Хайяте неопределенно передернул плечами и постарался как можно незаметней вытереть о штаны ладонь, которой зажимал себе рот, чтобы никто не заметил на ней крови.
Почти минуту они все молча смотрели друг на друга, а потом коридор вдруг огласил негодующий вопль учителя:
- Что здесь происходит?!
Дети мгновенно прыснули в стороны, и через секунду в коридоре остались только Хайяте, Югао, Котетсу с Изумо и одна из девочек – светловолосая, с огромными карими глазами.
Сенсей подбежал к ним и остановился, уперев руки в колени в попытках отдышаться, потом выпрямился и вперил в Котетсу и Изумо грозный взгляд.
- Хагане!! Камизуки!!! – прорычал он. – Снова драка! До каких пор будет продолжаться это безобразие?! Еще немного – и вы вообще вылетите из Академии! Вам и так пошли навстречу, позволив продолжить обучение! Для истинного шиноби прежде всего – дисциплина!!! Вы наказаны, отправляйтесь на кухню чистить котлы! Немедленно!!!

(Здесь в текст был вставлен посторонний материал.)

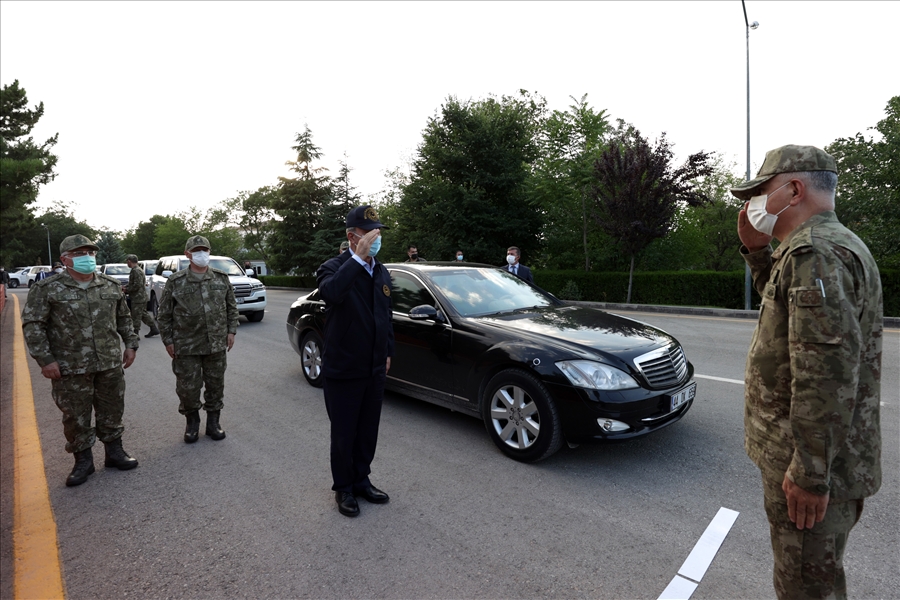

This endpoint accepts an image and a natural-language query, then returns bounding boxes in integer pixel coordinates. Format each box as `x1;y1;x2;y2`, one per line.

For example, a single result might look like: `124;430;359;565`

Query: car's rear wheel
300;331;325;387
482;369;563;462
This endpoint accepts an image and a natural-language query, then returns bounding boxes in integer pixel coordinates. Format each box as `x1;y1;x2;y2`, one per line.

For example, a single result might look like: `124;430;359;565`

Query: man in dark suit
316;206;394;517
506;246;534;283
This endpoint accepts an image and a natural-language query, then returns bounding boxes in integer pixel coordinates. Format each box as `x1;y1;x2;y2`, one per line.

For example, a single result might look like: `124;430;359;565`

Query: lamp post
741;0;759;310
41;223;53;269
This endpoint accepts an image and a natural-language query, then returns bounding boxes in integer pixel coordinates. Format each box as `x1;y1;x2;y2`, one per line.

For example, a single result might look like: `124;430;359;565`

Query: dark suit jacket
316;251;394;379
503;263;534;283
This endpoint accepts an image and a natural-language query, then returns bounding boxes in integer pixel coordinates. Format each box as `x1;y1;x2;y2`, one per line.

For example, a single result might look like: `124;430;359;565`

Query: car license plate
670;383;697;410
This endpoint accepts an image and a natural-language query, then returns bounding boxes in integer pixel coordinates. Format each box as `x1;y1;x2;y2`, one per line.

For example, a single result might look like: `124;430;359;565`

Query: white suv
150;254;266;323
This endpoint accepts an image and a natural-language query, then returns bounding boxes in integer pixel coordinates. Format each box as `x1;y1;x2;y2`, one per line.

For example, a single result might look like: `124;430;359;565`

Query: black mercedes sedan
287;262;697;462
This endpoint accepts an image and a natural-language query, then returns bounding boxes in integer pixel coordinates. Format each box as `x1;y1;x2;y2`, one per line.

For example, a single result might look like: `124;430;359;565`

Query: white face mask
747;181;791;235
191;250;209;269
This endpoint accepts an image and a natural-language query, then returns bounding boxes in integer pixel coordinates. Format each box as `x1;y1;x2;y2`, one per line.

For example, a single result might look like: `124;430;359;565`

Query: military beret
731;144;837;200
347;204;388;231
184;235;210;252
59;233;100;254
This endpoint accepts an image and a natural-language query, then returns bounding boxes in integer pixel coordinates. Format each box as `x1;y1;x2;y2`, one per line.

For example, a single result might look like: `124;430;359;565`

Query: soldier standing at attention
157;235;238;444
731;146;883;600
123;254;159;337
316;205;394;517
22;235;138;487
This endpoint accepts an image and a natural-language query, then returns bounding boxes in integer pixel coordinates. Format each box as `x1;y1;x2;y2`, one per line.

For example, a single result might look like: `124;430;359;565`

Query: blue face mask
72;256;97;275
369;235;381;256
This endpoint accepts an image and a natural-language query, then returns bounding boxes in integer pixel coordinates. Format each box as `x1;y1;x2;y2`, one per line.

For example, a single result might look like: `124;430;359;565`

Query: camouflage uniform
157;267;238;415
22;271;138;453
742;212;883;599
125;265;156;335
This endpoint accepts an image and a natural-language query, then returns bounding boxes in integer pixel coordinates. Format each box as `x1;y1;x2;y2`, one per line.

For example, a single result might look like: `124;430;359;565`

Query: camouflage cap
731;144;837;200
59;233;100;254
184;235;210;252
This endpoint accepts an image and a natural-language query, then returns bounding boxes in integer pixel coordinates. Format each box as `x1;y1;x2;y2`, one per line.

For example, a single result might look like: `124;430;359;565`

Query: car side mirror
409;304;444;323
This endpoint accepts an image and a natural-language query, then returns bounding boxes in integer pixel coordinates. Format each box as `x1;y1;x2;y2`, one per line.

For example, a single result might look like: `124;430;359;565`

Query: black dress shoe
353;485;391;504
334;492;359;517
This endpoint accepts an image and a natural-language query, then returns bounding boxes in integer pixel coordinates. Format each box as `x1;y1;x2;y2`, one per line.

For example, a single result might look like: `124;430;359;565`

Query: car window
431;268;557;317
391;271;436;314
209;258;245;277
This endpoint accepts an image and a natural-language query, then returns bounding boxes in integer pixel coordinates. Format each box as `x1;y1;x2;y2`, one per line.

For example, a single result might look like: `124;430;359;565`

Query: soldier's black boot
206;410;225;441
184;410;200;444
103;438;137;471
66;448;94;487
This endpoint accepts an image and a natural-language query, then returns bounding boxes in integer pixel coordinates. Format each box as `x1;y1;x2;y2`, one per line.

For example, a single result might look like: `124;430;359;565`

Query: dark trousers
324;371;386;492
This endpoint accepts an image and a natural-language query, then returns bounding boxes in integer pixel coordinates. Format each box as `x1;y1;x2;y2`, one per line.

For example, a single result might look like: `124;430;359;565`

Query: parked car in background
287;262;697;462
28;265;53;287
100;263;131;285
9;267;31;288
150;254;266;323
138;260;159;315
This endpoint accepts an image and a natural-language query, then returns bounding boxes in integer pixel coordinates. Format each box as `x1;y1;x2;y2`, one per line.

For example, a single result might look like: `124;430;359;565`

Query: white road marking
694;373;744;385
659;506;740;600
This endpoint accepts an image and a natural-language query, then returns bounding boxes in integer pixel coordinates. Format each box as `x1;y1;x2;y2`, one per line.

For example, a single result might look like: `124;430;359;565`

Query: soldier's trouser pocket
763;477;863;600
51;367;125;452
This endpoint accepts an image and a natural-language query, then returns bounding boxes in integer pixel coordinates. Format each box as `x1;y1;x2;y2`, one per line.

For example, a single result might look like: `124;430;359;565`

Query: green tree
826;96;900;269
532;94;611;271
95;230;125;265
0;80;59;266
237;186;278;264
592;127;712;302
397;91;545;263
122;215;169;260
271;126;332;275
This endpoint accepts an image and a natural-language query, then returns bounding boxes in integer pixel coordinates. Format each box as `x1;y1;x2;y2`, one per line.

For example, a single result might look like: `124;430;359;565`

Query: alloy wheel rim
491;385;541;450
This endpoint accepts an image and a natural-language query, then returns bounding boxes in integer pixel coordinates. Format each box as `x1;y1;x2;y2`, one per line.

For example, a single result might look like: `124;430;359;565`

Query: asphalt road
0;290;900;599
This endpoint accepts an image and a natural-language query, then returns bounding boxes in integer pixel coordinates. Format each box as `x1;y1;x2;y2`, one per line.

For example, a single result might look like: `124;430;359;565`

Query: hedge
534;269;900;317
259;269;900;317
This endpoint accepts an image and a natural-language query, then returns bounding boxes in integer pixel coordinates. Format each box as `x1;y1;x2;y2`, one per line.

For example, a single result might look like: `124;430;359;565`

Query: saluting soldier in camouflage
122;254;159;337
157;235;238;444
731;146;883;599
22;235;138;486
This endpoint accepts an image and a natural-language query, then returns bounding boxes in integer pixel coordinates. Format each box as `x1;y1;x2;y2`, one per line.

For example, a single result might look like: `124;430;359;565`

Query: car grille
234;283;252;298
634;345;687;389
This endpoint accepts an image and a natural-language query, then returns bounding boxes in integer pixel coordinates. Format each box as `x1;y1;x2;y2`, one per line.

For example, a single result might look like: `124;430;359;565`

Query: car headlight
556;360;640;390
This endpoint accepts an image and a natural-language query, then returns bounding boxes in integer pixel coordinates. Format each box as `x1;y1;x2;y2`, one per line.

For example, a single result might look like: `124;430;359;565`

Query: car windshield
209;258;245;277
429;268;556;317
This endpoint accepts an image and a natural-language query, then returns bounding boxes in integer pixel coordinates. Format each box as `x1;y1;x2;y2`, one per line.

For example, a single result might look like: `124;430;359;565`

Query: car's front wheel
300;331;325;387
482;369;563;462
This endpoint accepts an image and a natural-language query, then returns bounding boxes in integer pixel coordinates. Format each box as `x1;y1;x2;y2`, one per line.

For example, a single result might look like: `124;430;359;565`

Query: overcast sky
0;0;900;231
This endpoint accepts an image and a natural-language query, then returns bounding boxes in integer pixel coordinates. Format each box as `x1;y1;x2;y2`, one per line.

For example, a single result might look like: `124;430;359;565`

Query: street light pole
41;223;53;269
741;0;759;310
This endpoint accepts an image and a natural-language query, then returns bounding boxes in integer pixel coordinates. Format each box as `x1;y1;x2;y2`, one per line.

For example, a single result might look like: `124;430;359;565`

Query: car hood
473;306;678;361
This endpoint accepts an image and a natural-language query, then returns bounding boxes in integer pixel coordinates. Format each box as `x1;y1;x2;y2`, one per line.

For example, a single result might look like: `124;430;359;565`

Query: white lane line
659;575;699;600
659;506;740;600
694;373;744;385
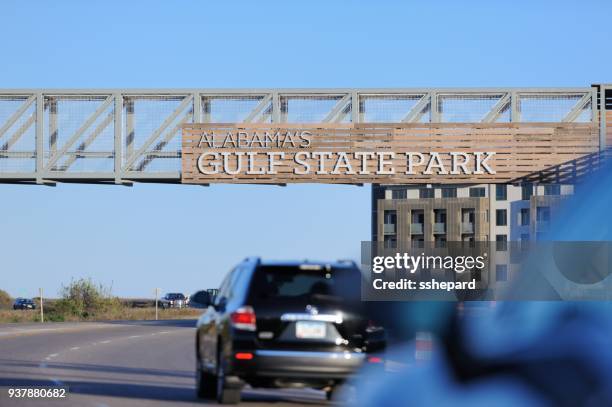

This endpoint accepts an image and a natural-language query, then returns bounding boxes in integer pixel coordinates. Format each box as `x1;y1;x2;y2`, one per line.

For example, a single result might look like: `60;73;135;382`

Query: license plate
295;321;326;339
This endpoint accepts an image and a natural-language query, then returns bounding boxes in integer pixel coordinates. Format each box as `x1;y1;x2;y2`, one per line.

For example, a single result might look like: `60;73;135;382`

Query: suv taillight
231;305;257;331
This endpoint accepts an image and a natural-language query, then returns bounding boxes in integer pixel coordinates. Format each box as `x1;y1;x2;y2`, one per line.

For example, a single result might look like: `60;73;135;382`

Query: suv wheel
196;361;217;399
216;350;240;404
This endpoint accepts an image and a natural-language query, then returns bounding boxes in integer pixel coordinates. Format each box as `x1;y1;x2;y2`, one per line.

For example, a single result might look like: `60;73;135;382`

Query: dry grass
0;307;202;323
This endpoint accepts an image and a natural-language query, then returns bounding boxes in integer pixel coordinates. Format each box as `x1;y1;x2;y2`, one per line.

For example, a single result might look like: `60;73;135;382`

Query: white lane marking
51;377;64;386
45;353;59;360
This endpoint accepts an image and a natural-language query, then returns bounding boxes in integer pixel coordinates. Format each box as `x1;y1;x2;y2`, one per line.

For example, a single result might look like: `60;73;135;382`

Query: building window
495;184;508;201
419;188;435;199
391;189;408;199
470;187;486;198
519;208;529;226
411;238;425;249
544;184;561;195
442;187;457;198
495;264;508;281
521;184;533;201
384;211;397;225
385;236;397;249
536;206;550;222
495;235;508;252
495;209;508;226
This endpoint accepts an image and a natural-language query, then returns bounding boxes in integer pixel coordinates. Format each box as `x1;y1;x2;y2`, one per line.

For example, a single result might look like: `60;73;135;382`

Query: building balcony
461;222;474;233
434;222;446;234
410;223;423;235
383;223;395;235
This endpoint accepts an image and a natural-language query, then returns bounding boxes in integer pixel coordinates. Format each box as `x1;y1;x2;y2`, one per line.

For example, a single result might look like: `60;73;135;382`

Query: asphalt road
0;320;326;407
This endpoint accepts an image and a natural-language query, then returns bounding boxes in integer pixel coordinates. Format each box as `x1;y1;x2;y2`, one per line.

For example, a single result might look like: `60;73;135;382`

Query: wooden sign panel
182;123;599;184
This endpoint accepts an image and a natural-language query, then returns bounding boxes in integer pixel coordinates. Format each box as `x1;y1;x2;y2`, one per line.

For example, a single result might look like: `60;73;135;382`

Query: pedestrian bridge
0;85;612;185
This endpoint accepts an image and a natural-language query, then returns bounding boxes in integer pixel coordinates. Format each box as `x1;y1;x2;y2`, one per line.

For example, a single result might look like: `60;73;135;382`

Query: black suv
196;258;386;404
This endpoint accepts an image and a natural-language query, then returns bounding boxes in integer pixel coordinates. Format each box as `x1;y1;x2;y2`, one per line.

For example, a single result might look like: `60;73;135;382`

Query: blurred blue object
357;163;612;407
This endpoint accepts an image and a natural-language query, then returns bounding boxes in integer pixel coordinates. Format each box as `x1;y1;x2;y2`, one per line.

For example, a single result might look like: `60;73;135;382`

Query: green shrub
50;278;121;320
0;290;13;309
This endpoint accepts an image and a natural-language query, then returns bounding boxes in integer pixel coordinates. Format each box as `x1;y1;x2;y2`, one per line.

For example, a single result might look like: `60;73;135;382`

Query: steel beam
46;96;113;170
0;96;36;138
124;96;193;170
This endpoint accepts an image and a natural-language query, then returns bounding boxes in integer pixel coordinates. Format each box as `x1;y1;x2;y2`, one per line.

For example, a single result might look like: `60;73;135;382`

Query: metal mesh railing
438;94;510;123
280;95;351;123
359;94;431;123
0;88;596;182
0;96;36;173
202;95;272;123
517;93;591;122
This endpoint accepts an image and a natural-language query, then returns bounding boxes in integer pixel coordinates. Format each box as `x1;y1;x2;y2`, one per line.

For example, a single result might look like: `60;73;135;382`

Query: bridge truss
0;86;606;185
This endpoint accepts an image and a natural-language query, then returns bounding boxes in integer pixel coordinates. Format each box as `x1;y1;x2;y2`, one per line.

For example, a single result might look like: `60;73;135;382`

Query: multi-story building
372;184;574;247
372;184;574;287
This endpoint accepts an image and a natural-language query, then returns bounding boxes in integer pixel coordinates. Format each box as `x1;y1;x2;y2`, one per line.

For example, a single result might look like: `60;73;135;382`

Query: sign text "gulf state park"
189;130;495;176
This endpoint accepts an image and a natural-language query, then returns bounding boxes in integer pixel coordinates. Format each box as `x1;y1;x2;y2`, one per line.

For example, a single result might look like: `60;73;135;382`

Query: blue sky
0;0;612;296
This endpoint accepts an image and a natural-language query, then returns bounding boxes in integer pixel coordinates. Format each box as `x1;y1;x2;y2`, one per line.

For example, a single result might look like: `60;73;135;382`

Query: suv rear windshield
250;265;361;302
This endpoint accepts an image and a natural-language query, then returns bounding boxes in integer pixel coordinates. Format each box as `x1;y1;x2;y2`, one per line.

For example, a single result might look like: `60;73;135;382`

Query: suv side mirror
214;297;227;312
198;291;213;308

Под конец своего яростного монолога учитель уже брызгал слюной от высшей степени возмущения. Котетсу шмыгнул носом, поморщился и, протянув руку, помог другу подняться:
- Ничего нового…
Изумо кивнул, потом молча кинул шарф Хайяте.
Тот спрятал свое сокровище в карман, тоже поднялся на ноги, отстранив помощь Югао, и негромко позвал:
- Сенсей.
- А? – учитель удивленно обернулся к нему.
Котетсу и Изумо замерли и тоже посмотрели на него со странным подозрением.
Они что, ожидали, что он сейчас начнет жаловаться?..
Хайяте тряхнул головой, отбрасывая челку с глаз, и спокойно сообщил:
- Я пойду с ними. Я тоже нарушил дисциплину.
Отец будет в ярости.
Югао весело хмыкнула, словно и не ожидала ничего иного, светловолосая девочка изумленно захлопала ресницами, сенсей просто молча раскрыл рот. А Котетсу и Изумо… Хайяте был уверен, что запомнит этот их взгляд навсегда.
- Не волнуйтесь, сенсей, я их проконтролирую! – вдруг заявила Югао, с силой подтолкнула замешкавшихся Хагане и Камизуки, взяла за руку Гекко и кивнула светловолосой девочке. – Аири-чан, ты с нами?
Та поспешно кивнула и улыбнулась так, будто всю жизнь мечтала чистить котлы на кухне Академии.
А учитель так и не нашелся, что ответить.
День выдался неожиданно солнечным для октября. Вернувшись домой после прогулки с Югао, Хайяте с некоторым удивлением увидел, что Хотару сидела на ступенях крыльца и играла на бамбуковой свирели.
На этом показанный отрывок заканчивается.